Jascin N. Leonardo Finger • February 9, 2015

The Blizzard of 2015. Snow, wind, more wind. No power, no mobile phones (horror!) But we do have – wood burning stove, gas range top, candles, lanterns.


It’s when the power goes out for a long period of time that you are forced to slow down and live a bit closer to the way that Maria Mitchell and her family once did. Having a ten-month old son provided us with a different perspective this time around. His first blizzard. We had to make sure we had extra water on hand for bottle making and water to heat for bottle washing. While it was cold outside, we warmed the house with a woodstove that my parents were very smart to purchase when building our family home in 1983. It heats the entire house and keeps us nice and warm – as long as we feed it all night! It provides us with another stovetop to cook on, to heat water on, and now, to heat baby bottles on. It also is a place where we can warm our toes after going outside and to dry out our hats, mittens, boots, and socks. This blizzard however we found that our Siberian Husky had even had enough of the wind and snow and cold. Typically, she will walk in all weather – we say she is better than the post office – but this time she wouldn’t leave the driveway. That’s how you know it really is a blizzard.

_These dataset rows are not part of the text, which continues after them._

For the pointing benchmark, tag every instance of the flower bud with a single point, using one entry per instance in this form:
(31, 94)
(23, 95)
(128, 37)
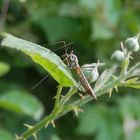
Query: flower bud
(91, 74)
(118, 56)
(132, 43)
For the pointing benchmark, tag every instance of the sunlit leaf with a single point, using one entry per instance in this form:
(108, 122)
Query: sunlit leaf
(21, 102)
(47, 59)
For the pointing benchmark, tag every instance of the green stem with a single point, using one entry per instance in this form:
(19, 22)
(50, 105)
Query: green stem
(58, 96)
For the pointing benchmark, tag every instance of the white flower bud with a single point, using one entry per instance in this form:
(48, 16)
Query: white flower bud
(132, 43)
(118, 56)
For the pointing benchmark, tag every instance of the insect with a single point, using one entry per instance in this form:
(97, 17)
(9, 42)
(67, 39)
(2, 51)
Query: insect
(72, 62)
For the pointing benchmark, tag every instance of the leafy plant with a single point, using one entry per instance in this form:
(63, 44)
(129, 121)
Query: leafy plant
(121, 73)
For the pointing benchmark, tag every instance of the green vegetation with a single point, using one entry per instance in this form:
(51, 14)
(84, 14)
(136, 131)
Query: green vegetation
(96, 28)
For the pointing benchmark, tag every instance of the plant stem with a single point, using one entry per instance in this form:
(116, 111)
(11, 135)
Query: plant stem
(58, 96)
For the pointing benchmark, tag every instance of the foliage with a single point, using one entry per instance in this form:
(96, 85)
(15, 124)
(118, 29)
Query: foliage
(95, 27)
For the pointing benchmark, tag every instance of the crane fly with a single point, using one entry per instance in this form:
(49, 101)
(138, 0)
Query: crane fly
(72, 62)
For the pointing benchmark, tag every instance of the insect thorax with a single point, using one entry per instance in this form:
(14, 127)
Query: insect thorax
(73, 61)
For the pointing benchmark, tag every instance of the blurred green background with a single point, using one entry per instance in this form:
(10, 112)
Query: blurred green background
(96, 27)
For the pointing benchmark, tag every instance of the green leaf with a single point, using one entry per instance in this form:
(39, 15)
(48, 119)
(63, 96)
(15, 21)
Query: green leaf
(4, 68)
(47, 59)
(21, 102)
(5, 135)
(100, 119)
(133, 83)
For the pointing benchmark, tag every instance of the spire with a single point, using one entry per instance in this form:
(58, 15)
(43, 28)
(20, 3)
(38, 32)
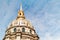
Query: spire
(20, 12)
(20, 6)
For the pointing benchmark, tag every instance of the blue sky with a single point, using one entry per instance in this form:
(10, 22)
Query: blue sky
(43, 14)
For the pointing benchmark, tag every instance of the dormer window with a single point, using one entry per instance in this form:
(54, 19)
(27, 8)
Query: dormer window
(20, 13)
(23, 29)
(14, 29)
(30, 31)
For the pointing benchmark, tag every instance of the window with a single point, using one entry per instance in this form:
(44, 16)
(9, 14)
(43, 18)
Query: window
(20, 13)
(23, 29)
(30, 31)
(14, 29)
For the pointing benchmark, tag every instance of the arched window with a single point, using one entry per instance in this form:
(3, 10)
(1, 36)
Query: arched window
(23, 29)
(14, 29)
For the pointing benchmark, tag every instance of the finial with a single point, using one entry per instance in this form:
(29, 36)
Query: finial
(20, 6)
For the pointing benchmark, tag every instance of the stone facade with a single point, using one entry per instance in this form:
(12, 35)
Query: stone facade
(20, 29)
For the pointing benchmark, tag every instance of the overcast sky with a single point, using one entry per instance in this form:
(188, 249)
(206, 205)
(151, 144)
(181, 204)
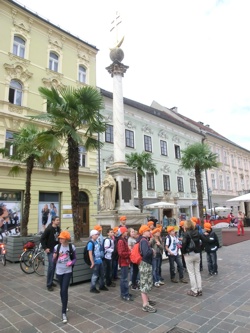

When I was finally able to get in to check the Mitchell House and other MMA properties, this is what I found. It made me think about some of the pieces I have posted over the years from Maria Mitchell’s journals where she writes about the heavy snow and cold and sleighing along Main Street or the temperatures never getting above zero. She recounts all the games she played or poems and rhymes she wrote or new tatting she worked on – all to pass the time. And being in the Mitchell House always gives me a renewed perspective on how cold it got in houses then – especially in a room not lit by a fire. So the next time the power goes out (as long as you are safe), take some time to relish it, accept it, slow down, enjoy the people you are with. Read a book, just sit quietly doing nothing, nap, or better yet, write a poem or a silly rhyme. Even better, write silly rhymes about one another as Maria did with her Vassar students at her annual dome parties. Be creative, rely on your brain to entertain you – not your “device.”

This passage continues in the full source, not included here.